You are viewing a plain text version of this content. The canonical link for it is here.
Posted to j-dev@xerces.apache.org by Tim McCune <ti...@channelpoint.com> on 2001/01/16 08:23:59 UTC

SAX Buffering

-----BEGIN PGP SIGNED MESSAGE-----
Hash: SHA1

I'm trying to use the SAX parser to parse XML that's streaming in
over a socket.  However, no SAX events are firing.  The parsing
thread is hanging on ChunkyByteArray.java line 235, which is calling
read() on the socket's InputStream.  It appears that Xerces is
waiting until its buffer is full or until the end of the stream is
reached, before it fires any SAX events.  I need it to start firing
SAX events as soon as possible (e.g. when an element start tag is
completely read.)  Does anyone have any suggestions on how I might go
about this?  The simple brute force solution seemed to be to turn off
the buffering.  I set CHUNK_SHIFT to 0 in ChunkyByteArray and in
UTF8DataChunk, but that's giving me an ArrayIndexOutOfBoundsException
in ChunkyByteArray's read method.  Any suggestions or guidance would
be appreciated.  Thanks.
 
Tim McCune
Software Architect, ChannelPoint
"People prefer to fail conservatively than to risk succeeding
differently; prefer to invent than to research, and find it hard to
change their habits." -- Alistair Cockburn
 

-----BEGIN PGP SIGNATURE-----
Version: PGPfreeware 6.5.3 for non-commercial use <http://www.pgp.com>

iQA/AwUBOmP2ztUPOr8a7vy5EQK8pQCgwOM3ZGPNF09bqApUWsd7UIy5iJwAoKLY
UKNrvJwovOjAbNLuze7aRQ9D
=3Wl4
-----END PGP SIGNATURE-----

Re: SAX Buffering

Posted by Andy Clark <an...@apache.org>.
Tim McCune wrote:
> I'm trying to use the SAX parser to parse XML that's streaming in
> over a socket.  However, no SAX events are firing.  The parsing
> thread is hanging on ChunkyByteArray.java line 235, which is calling
> read() on the socket's InputStream.  It appears that Xerces is
> waiting until its buffer is full or until the end of the stream is

Your assessment is 100% correct but, unfortunately, it's a real
pain to hack Xerces 1.x to not block because of the socket stream 
still being open. There *is* a solution and some people have done 
it -- I'm sure one of them can post their patch for you.

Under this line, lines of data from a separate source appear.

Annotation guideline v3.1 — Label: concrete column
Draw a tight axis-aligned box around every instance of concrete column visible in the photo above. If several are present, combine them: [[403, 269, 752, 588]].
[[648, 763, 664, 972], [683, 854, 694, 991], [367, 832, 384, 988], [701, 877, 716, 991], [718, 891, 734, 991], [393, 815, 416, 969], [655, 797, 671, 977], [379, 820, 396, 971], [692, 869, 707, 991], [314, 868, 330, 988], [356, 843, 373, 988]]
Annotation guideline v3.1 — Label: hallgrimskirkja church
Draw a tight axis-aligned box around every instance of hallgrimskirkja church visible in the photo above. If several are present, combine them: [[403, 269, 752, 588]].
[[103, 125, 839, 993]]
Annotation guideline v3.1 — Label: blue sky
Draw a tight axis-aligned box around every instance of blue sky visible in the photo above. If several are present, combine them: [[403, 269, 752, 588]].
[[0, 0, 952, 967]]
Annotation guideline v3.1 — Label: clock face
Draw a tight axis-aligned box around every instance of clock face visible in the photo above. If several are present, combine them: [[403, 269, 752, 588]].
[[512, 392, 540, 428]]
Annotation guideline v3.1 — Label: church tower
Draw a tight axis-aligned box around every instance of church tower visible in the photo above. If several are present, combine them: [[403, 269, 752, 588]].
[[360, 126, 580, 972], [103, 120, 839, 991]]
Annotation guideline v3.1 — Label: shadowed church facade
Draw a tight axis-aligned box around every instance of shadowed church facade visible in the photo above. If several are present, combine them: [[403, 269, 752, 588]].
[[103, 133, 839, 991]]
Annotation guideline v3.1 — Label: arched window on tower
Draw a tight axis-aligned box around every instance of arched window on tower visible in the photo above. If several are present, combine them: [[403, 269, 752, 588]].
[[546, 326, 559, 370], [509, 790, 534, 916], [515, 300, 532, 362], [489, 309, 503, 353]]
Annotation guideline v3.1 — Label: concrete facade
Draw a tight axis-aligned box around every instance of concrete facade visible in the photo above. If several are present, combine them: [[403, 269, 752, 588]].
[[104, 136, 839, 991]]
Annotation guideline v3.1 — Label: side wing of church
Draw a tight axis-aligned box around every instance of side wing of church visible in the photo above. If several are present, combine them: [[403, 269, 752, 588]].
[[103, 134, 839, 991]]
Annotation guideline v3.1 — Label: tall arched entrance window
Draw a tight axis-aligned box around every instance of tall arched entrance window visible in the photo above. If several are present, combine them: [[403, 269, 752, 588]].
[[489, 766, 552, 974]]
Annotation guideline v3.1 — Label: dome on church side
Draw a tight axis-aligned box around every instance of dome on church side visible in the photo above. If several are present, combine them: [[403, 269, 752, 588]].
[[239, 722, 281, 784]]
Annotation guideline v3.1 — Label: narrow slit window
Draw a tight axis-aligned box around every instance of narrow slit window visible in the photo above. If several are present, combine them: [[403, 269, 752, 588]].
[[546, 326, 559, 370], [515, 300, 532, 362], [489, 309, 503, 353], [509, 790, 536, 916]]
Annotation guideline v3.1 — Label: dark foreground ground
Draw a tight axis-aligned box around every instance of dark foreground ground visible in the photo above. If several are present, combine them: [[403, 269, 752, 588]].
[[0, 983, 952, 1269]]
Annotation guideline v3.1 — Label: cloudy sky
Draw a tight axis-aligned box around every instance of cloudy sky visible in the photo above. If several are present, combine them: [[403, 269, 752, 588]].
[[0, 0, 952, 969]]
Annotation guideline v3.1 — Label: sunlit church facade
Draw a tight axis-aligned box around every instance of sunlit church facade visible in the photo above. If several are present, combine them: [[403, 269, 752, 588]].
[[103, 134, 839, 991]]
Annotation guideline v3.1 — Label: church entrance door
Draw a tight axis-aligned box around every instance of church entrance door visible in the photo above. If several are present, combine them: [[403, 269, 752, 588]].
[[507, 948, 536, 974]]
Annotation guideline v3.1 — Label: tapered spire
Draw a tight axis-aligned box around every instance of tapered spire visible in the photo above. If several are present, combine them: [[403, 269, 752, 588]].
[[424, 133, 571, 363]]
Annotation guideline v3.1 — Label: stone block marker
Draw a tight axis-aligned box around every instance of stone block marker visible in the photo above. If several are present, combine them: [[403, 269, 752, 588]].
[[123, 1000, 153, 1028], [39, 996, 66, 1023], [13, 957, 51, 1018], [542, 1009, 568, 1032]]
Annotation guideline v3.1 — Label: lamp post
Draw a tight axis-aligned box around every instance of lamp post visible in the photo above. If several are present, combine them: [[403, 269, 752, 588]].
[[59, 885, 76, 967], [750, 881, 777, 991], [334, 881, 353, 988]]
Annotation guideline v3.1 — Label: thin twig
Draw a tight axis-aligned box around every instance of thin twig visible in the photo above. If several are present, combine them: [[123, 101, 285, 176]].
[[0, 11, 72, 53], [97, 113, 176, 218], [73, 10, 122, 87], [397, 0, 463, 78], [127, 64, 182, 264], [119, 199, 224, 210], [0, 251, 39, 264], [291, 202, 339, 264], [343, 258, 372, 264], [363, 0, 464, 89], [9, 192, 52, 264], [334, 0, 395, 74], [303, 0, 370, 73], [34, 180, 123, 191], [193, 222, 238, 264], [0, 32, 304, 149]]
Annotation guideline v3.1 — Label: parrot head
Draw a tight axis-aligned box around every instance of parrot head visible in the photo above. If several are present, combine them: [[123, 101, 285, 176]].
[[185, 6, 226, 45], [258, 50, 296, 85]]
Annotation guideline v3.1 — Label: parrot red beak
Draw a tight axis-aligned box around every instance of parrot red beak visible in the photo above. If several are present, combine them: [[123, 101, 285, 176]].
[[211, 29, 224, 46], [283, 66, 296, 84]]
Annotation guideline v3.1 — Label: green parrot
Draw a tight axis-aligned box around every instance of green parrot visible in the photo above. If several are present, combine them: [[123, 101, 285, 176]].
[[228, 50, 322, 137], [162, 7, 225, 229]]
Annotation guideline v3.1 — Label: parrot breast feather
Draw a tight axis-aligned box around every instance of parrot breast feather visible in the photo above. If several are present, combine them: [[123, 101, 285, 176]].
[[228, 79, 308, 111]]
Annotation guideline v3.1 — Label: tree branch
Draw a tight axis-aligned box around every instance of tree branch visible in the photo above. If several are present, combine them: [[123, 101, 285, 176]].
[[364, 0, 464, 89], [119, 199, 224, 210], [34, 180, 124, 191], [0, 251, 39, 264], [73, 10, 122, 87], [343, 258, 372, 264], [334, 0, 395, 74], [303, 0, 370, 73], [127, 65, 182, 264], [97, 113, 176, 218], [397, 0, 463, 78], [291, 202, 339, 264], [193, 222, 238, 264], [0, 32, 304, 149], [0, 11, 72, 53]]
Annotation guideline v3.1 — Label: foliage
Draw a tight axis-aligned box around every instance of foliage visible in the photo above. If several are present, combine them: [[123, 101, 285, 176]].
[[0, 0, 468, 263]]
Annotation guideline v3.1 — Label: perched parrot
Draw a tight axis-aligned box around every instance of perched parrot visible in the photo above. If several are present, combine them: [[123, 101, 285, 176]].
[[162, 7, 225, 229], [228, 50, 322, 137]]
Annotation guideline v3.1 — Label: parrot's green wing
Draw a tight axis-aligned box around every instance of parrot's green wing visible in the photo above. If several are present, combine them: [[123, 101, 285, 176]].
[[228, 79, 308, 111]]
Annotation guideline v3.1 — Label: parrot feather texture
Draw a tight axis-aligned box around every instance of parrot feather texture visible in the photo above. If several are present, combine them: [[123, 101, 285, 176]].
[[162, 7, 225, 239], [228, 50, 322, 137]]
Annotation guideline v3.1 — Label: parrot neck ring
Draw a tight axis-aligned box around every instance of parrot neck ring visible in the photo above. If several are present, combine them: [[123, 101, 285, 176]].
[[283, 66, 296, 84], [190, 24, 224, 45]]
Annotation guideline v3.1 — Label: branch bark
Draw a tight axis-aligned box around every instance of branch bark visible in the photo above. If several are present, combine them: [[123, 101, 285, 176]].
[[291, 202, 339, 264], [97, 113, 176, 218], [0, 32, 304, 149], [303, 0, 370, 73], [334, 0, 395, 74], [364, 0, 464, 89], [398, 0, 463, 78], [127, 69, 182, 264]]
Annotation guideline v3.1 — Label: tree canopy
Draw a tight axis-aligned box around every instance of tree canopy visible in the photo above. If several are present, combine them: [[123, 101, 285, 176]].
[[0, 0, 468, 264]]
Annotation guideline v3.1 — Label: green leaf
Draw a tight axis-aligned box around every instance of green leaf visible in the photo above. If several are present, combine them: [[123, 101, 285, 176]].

The good news is that Xerces2 does not have this problem. But 
there is another solution to your problem that will work with 
Xerces 1.x without modifying the parser code to create a custom
parser class.

There is a sample for Xerces2 called "socket.KeepSocketOpen" that
wraps the output of the XML document on the server using a special
output stream and uses a special un-wrapper on the client side.
Look at the sample code for an example of how to use these wrapper
stream classes.

The sample was written to solve another problem -- mainly that
socket streams usually stay open but there's no unique marker to
signal the end of the document to the parser -- but it can also
be used to solve your problem.

The sample was included in the Xerces 2.0.0 (alpha) release so
you can pick it up from there. Or you can extract it from CVS.

-- 
Andy Clark * IBM, TRL - Japan * andyc@apache.org